Comocão (crônica)

Dia desses eu andava pelas ruas do centro, como sempre repleta de transeúntes e ambulantes que passavam em todas as direções.

 

Em uma dessas ruas notei que as pessoas paravam próximo à um poste, observavam, sacudiam a cabeça e logo iam embora.

 

Um pequeno grupo de umas 3 ou 4 pessoas permanecia e ele ia se reciclando conforme chegavam mais curiosos, os que chegaram primeiro iam embora dando espaço aos próximos.

 

Ali naquele poste havia um cão, mas bem podia ter sido um homem, explicitamente subnutrido e com uma fratura exposta em uma das pernas de trás.
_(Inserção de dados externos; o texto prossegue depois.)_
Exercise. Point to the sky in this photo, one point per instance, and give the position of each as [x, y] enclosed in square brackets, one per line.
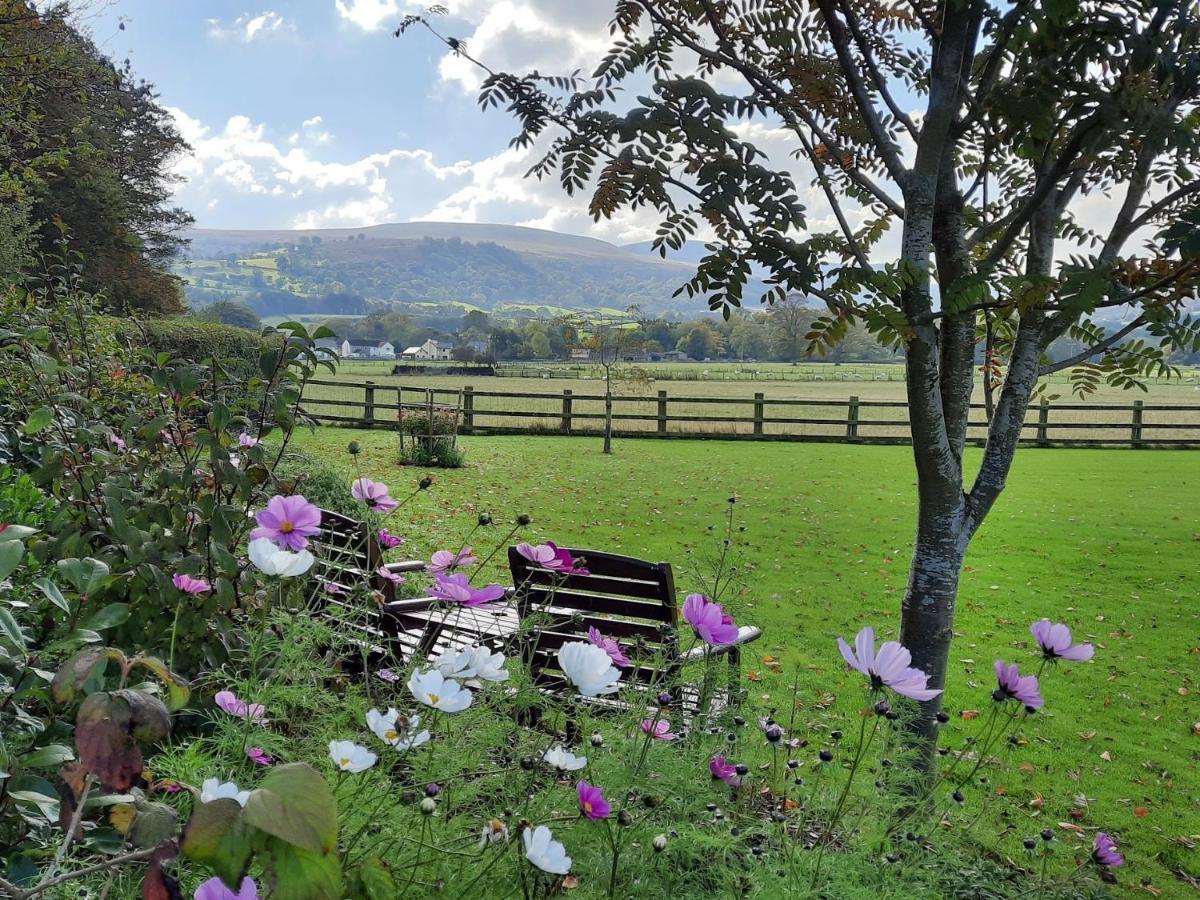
[311, 113]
Já não tinha mais forças nem para gemer.

 

Num desses grupos que foi se reciclando, havia um rapaz com celular em mãos, aparentemente registrando com a câmera a situação, e eis que este solta o comentário:

 

"Aí gente, como pode? Tanta gente passando e ninguém ajuda"

 

Ao passo que uma senhora ao lado replicou:

 

"E porque você não faz nada?"

 

O rapaz incrédulo responde:

 

"Eu? Eu não posso. Estou gravando pro Tiktok"

 

Eu que estava de passagem, de passagem me fui.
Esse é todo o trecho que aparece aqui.